A questo punto, di particolare interesse tra i cultori delle discipline umanistiche e sociali e in generale dei campi a scarsa intensità di lavoro di laboratorio, si deve aggiungere anche un altro elemento. Si è infatti visto che il mondo produttivo italiano appare strutturalmente inadeguato a sostenere programmi di ricerca e sviluppo. Le cause sono profonde, e riguardano essenzialmente l’abitudine di molti settori a sterilizzare la competizione attraverso il controllo più o meno diretto della concorrenza interna e il ricorso alla “droga” di rapporti opachi con le istituzioni pubbliche, pronte a rilasciare sussidi o ad ordinare commesse “arrangiate” in qualche modo a sostegno di realtà altrimenti in difficoltà. La soluzione di lungo periodo non può che essere la costrizione di gran parte del nostro capitalismo a confrontarsi con la competizione globale sulla qualità, e quindi ad attrezzarsi a tale fine, generando rapporti di collaborazione con il mondo delle conoscenze avanzate, o a togliere il disturbo fallendo e lasciando il posto a chi avrà l’intelligenza di attrezzarvisi.
In prospettiva un rafforzamento dei centri di ricerca interni all’università o riuniti in strutture “parallele”, fino a svolgere attraverso collaborazioni ad hoc un ruolo di supplenza delle sezioni di R&D mancanti, è senz’altro necessario, e in alcune realtà particolarmente vivaci si vedono esperimenti molto interessanti in tal senso.
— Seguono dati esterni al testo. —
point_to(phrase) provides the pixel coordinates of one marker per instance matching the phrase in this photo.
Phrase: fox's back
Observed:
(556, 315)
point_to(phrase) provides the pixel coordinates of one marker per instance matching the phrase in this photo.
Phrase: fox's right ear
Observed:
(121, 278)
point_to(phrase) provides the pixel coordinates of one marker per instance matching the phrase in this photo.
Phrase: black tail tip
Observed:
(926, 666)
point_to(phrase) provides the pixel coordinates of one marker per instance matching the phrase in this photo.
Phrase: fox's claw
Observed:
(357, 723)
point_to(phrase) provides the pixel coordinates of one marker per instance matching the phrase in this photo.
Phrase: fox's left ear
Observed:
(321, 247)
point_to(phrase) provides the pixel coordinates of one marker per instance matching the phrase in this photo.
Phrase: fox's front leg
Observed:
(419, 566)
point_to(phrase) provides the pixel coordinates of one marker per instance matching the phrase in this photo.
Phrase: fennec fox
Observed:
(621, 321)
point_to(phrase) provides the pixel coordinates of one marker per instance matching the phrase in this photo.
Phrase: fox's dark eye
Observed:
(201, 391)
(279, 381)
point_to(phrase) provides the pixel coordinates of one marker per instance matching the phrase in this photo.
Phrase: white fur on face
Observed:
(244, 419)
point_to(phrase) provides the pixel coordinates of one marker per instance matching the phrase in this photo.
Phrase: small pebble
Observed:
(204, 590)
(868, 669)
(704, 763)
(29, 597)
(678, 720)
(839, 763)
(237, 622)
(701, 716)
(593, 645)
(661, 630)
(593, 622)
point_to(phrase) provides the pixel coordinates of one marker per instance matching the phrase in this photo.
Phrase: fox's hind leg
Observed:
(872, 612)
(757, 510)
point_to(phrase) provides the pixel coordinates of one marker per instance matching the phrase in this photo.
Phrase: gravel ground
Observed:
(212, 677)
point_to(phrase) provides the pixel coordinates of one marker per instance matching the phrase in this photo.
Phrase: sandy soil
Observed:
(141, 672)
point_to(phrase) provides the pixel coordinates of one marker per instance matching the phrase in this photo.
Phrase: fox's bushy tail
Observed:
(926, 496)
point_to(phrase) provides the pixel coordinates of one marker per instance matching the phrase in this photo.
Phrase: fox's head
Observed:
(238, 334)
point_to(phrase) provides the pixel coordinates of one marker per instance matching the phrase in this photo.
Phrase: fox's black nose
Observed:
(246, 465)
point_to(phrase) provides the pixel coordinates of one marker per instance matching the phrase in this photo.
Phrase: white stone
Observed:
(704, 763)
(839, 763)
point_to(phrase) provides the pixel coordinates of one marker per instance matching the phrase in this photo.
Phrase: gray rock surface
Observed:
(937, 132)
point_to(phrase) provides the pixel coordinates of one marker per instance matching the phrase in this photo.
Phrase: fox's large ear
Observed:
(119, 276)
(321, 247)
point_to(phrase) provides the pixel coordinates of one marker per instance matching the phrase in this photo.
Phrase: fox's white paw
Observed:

Si tratta, però, di casi ancora minoritari, immersi in uno standard di autorferenzialità e di programmazione individuale a brevissima scadenza, ben espressa da quel dato per cui l’84% dei precari sente il proprio lavoro pesantemente condizionato dalla propria situazione occupazionale. Per portare avanti programmi di buon impatto applicativo extra-accademico, di nuovo, serve la possibilità di contare su una certa stabilità dei rapporti anche interpersonali tra chi è impegnato in tutte le parti coinvolte.
In tutti i casi, insomma, il colpevole vuoto di investimenti in conoscenza che ha creato ormai due generazioni di professionisti caratterizzate dall’incertezza e dalla precarietà occupazionale ed esistenziale si è accompagnato, e spesso ha tratto la propria giustificazione a protrarsi, dall’assenza di uno sforzo strategico degli atenei e dei centri di ricerca, troppo impegnati in richieste del tutto diverse da quelle relative agli strumenti giuridici e contrattuali necessari a curare un rilancio della loro attività. Senza un cambio di passo a tale livello, difficilmente ci sarà giustificazione, e quindi speranza, per un mutamento di tendenze sul piano finanziario.